Lorsque les trois jeunes hommes arrivèrent sur le pont principal, ils remarquèrent l'air inquiet de Strauss. Malgré l'obscurité il semblait évident que l'embarcation inconnue cherchait à rester discrète. Si ses intentions n'étaient toujours pas claires tout, dans son allure, désignait potentiellement une manœuvre d'approche hostile.
« Ils savent qu'on les as repérés, fit remarquer Cole.
— Vous avez de sacrés yeux pour voir ça, grogna Strauss. On n'y voit pas au bout du nez.
— Sinead devrait pouvoir nous aider.
— Et en quoi ? s'interrogea le Landais, toujours nauséeux.
— Je sais que tu as une vue bien meilleure que la nôtre. Je sais aussi qu'en tant que tireur d'élite tu es capable d'utiliser tes autres sens pour trouver ta cible.
— D'habitude oui, reconnut le garçon, mais je ne suis pas au meilleur de ma forme.
— Eh bien tu vas devoir rapidement la retrouver ».

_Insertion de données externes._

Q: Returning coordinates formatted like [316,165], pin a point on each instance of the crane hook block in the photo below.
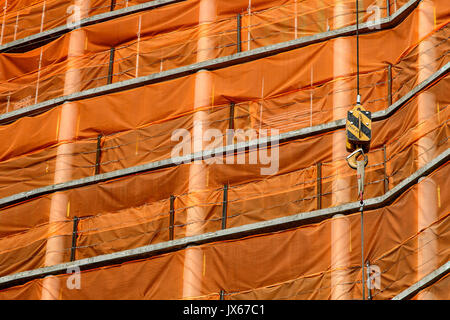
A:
[359,129]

Mis face au mur, Sinead soupira et s'approcha du plat-bord. Même si ses yeux étaient entraînés et efficaces, il ne parvenait pas à discerner davantage que les autres. Sans hésiter il détourna le regard, remplaçant la vue par l’ouïe. Les vagues cognaient contre le bois de la coque et il dut se concentrer pour faire abstraction de son environnement immédiat, se focalisant plutôt sur ce qui se trouvait plus loin. Même s'il ne connaissait pas correctement le milieu maritime, il parvenait à trouver ses repères, dessinant une carte relativement précise de ce qui l'entourait.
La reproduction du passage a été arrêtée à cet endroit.